Dr Elrod’s team found that deletion of the MCUB gene in cells results in a change in the proteins that are essential for controlling whether the channel is on or off. Since these alterations are induced by stress, the researchers next investigated the role of MCUB after heart attack in mice.

They observed significant elevations in MCUB gene expression and decreases in MCU and the gatekeeper of the channel, MICU1. When genetically expressed prior to inducing a heart attack in mice, MCUB altered the channel to reduce calcium overload in the injured heart, ultimately curtailing tissue injury.
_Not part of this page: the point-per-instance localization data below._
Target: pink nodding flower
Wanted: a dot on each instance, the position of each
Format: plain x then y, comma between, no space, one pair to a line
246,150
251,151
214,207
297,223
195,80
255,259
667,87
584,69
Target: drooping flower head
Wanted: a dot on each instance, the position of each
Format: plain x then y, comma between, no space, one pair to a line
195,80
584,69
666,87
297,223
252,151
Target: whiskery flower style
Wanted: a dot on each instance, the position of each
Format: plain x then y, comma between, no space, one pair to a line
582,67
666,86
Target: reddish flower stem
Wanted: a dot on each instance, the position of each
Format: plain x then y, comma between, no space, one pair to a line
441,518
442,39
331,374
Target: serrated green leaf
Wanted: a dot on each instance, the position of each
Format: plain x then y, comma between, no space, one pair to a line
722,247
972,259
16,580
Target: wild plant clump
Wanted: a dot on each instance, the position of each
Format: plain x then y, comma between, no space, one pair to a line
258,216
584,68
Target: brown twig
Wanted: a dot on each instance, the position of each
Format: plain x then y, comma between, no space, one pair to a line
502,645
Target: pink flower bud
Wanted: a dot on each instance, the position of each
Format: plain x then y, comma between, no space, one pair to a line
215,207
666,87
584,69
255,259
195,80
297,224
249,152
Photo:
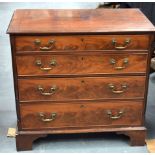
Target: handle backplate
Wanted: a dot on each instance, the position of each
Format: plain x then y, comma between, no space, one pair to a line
115,91
44,118
115,116
121,47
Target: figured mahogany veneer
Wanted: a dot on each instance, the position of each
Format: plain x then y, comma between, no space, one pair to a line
81,88
80,71
80,42
81,114
81,64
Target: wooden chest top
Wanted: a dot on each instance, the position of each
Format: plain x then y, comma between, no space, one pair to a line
79,21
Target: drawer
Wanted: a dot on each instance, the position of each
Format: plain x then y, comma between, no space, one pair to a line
81,42
112,113
33,65
86,88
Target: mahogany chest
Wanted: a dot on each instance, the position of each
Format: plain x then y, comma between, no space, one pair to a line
80,71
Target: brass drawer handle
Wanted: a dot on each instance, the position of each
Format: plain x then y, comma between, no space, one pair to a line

“MCUB presents us with a new molecular target for investigation,” Dr Elrod said. “It’s unique in that it alters the stoichiometry of the channel and thereby presents a new mechanism which may be amendable to therapeutic manipulation. We think that modulating MCUB may allow us to tune down mitochondrial calcium uptake without completely inhibiting all energetic function.”

It is hoped that follow-up studies defining the exact sites of molecular interaction will provide additional insight into how to target mitochondrial calcium overload in heart disease.

The research was published in the journal Circulation.